Red flag warnings—detailing the threat of new fires and growth on existing blazes that had been flying off and on for the past week—expired at 11:59 p.m. Monday.

Infrared mapping of the fire late Monday night put the fire's size at 3,588 acres. Fire officials they evacuated about 40 homes late Monday afternoon, with another 120 homes put on a level 2 evacuation order, meaning they should be ready to go at a moment's notice.

The cause of the human-caused fire remains under investigation, officials said.
Gov. John Kitzhaber invoked the state's conflagration act, allowing additional resources, including structural firefighters from around the state to be mobilized.

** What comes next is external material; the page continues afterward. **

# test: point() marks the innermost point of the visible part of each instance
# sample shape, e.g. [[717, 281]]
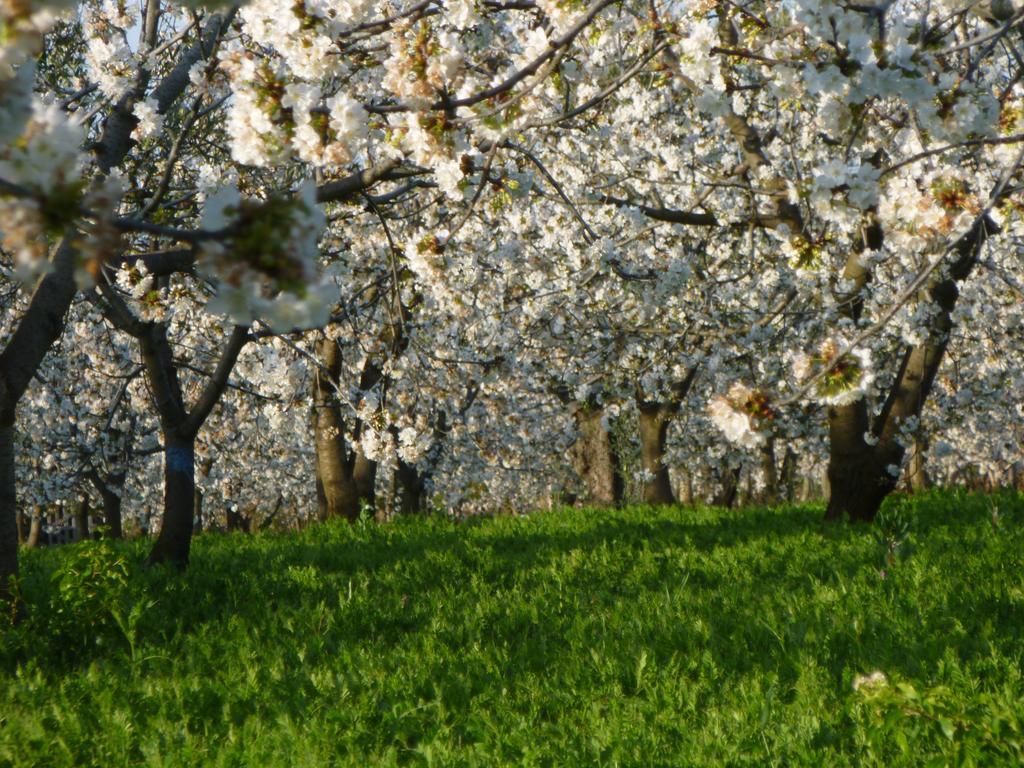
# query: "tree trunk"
[[347, 478], [82, 518], [365, 479], [787, 475], [857, 483], [916, 471], [411, 488], [653, 430], [729, 487], [770, 493], [8, 509], [112, 491], [685, 482], [174, 541], [595, 460], [35, 528]]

The fire, located about 10 miles south of Estacada, jumped the Clackamas River and Oregon 224 on Sunday and is burning through steep terrain of timber and dry grasses.

An incident management team from Washington state—with officials from federal, state and local fire bosses—took control of the fire Monday night, operating from Timber Park just outside of town. The park is closed to visitors for the duration, officials said.

As of late last night, officials said 7 initial attack crews, 5 hot shot crews, 2 helicopters, 1 bulldozer, 4 fire engines and 2 water tenders were on the fire lines. The number of firefighters is expected to grow Tuesday.

Choking smoke from the fire was at its thickest on Monday, but a dry weather front that brought cooler marine air into the region overnight has cleared some of the smoke away from the Willamette Valley.

As a result, air quality indices that had been unhealthful for sensitive groups for parts of the north valley, returned to good levels on Tuesday morning.

Other locations remained at moderate pollution levels, according to a Oregon Department of Environmental Quality.